Roche’s Actemra has become the first drug approved by US regulators specifically to treat giant cell arteritis, a form of vasculitis that results in inflammation of blood vessels.

The disease is characterised by inflammation of large and medium sized arteries predominantly in the head and neck, which impedes blood flow, causing symptoms such as severe headache, visual loss, jaw and muscular pain and possibly permanent sight loss if left untreated.

The current approach is to give high-dose steroids to reduce inflammation, but the majority of patients end up experiencing significant side effects such as osteoporosis, cataract, hypertension and type 2 diabetes mellitus because of prolonged use in a cycle of treatment and relapse.

In clinical trials, a greater proportion of patients receiving subcutaneous Actemra (tocilizumab) with standardised prednisone regimens achieved sustained remission from Week 12 through Week 52 as compared to patients receiving placebo with standardised prednisone regimens.

The cumulative prednisone dose was lower in treated patients with Actemra relative to placebo, the US Food and Drug Administration noted.

However, the drug does carry a Boxed Warning for serious infections and, as such, live vaccines should be avoided in patients being treated with it.

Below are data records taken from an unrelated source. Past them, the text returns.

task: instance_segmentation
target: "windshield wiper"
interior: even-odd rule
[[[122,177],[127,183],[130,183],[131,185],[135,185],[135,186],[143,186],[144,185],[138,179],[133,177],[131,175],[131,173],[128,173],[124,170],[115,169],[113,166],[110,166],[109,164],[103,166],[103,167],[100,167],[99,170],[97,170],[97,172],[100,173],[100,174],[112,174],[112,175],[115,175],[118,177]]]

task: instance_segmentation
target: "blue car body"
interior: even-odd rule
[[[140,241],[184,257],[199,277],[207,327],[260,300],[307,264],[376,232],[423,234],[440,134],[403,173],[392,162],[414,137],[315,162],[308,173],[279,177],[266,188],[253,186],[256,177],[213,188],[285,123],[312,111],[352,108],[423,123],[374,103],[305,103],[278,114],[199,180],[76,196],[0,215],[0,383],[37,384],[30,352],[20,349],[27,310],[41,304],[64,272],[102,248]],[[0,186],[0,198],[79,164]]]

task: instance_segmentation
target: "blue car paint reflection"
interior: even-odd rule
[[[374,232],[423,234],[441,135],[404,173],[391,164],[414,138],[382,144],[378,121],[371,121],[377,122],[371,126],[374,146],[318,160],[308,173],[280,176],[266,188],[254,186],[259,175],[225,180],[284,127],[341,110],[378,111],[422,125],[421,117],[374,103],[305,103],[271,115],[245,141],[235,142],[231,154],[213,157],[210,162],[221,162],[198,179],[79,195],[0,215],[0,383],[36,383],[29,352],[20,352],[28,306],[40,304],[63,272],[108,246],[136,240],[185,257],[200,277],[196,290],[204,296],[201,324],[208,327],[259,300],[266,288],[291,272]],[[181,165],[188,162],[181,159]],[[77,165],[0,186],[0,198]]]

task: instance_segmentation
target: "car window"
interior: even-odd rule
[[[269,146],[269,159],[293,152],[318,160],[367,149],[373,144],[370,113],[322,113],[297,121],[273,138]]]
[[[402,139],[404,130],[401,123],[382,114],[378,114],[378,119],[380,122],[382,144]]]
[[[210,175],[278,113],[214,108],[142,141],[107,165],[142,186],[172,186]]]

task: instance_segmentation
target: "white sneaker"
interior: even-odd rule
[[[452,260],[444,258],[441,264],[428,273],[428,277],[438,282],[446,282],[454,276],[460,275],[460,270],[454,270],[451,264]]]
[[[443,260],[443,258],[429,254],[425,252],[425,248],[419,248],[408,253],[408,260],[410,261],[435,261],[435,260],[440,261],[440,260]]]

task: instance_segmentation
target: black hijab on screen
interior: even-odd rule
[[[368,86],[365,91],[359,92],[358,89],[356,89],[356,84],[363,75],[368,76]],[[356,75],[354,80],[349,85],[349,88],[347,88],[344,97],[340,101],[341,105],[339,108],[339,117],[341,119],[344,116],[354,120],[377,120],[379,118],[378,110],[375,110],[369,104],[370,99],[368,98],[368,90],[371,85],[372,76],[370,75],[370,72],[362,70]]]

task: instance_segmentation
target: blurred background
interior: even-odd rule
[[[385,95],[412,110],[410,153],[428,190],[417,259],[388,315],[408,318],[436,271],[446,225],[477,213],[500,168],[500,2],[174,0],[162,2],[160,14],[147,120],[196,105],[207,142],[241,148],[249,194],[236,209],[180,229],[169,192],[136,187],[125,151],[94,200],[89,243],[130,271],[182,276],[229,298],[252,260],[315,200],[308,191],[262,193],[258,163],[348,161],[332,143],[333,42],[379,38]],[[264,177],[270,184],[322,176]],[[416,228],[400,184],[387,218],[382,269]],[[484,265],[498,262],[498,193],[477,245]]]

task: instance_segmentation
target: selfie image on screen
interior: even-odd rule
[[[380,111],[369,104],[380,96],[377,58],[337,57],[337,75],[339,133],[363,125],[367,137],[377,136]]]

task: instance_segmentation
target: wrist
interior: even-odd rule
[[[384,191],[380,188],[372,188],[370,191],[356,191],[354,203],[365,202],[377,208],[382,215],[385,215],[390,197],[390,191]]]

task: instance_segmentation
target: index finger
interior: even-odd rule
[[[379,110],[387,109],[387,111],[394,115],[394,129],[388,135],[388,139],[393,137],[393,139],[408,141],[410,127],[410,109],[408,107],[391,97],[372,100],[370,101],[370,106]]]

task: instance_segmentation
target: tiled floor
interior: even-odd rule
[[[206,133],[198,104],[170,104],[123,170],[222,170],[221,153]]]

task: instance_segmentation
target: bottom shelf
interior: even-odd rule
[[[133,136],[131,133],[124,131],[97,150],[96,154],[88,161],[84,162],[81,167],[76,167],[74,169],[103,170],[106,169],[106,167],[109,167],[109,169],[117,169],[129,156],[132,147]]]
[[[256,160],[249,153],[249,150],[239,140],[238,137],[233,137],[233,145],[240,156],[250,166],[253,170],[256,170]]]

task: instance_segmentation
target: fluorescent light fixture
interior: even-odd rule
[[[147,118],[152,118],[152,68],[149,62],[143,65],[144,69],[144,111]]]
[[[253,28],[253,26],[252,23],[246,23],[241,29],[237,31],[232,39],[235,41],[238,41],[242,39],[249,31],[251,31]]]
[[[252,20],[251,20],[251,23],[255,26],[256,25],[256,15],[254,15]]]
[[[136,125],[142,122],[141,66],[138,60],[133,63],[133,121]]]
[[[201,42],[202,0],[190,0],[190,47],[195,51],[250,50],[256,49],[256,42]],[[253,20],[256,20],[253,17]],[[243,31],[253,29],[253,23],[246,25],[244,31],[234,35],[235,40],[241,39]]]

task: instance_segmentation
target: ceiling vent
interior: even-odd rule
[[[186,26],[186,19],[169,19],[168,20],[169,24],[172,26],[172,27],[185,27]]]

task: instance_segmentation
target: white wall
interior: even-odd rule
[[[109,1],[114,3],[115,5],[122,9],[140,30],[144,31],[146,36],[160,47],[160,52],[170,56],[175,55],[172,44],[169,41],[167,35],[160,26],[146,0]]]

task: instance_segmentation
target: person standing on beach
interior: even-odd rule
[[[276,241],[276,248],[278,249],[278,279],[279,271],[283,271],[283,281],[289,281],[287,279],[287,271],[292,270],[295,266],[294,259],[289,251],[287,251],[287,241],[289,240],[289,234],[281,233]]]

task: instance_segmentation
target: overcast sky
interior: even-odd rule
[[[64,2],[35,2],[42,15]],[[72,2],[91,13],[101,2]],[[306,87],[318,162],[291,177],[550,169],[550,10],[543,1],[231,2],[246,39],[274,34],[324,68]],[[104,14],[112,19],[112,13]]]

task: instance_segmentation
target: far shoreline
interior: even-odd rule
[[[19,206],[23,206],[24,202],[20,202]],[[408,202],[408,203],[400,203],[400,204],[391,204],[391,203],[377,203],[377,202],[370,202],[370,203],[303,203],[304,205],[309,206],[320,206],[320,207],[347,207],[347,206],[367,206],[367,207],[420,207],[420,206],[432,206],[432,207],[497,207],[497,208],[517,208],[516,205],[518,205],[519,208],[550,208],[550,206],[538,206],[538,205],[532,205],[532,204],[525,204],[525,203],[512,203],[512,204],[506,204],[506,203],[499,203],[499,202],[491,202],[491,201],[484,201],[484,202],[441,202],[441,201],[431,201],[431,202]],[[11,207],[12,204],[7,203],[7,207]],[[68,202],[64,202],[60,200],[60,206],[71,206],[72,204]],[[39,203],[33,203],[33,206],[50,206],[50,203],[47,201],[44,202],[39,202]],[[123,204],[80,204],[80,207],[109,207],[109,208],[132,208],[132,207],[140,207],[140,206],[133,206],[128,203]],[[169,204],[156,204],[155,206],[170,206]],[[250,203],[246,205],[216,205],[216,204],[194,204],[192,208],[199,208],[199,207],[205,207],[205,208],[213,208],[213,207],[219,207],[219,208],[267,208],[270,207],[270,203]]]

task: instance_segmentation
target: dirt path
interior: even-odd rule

Also, hypersensitivity reactions, including anaphylaxis and death, have occurred, and laboratory monitoring is recommended due to potential consequences of treatment-related changes in neutrophils, platelets, lipids and liver function tests, the regulator said.

Subcutaneous Actemra has already picked up a green light to treat moderate to severely active rheumatoid arthritis, while an intravenous formulations of the drug is cleared for moderate to severely active rheumatoid arthritis, systemic juvenile idiopathic arthritis and polyarticular juvenile idiopathic arthritis.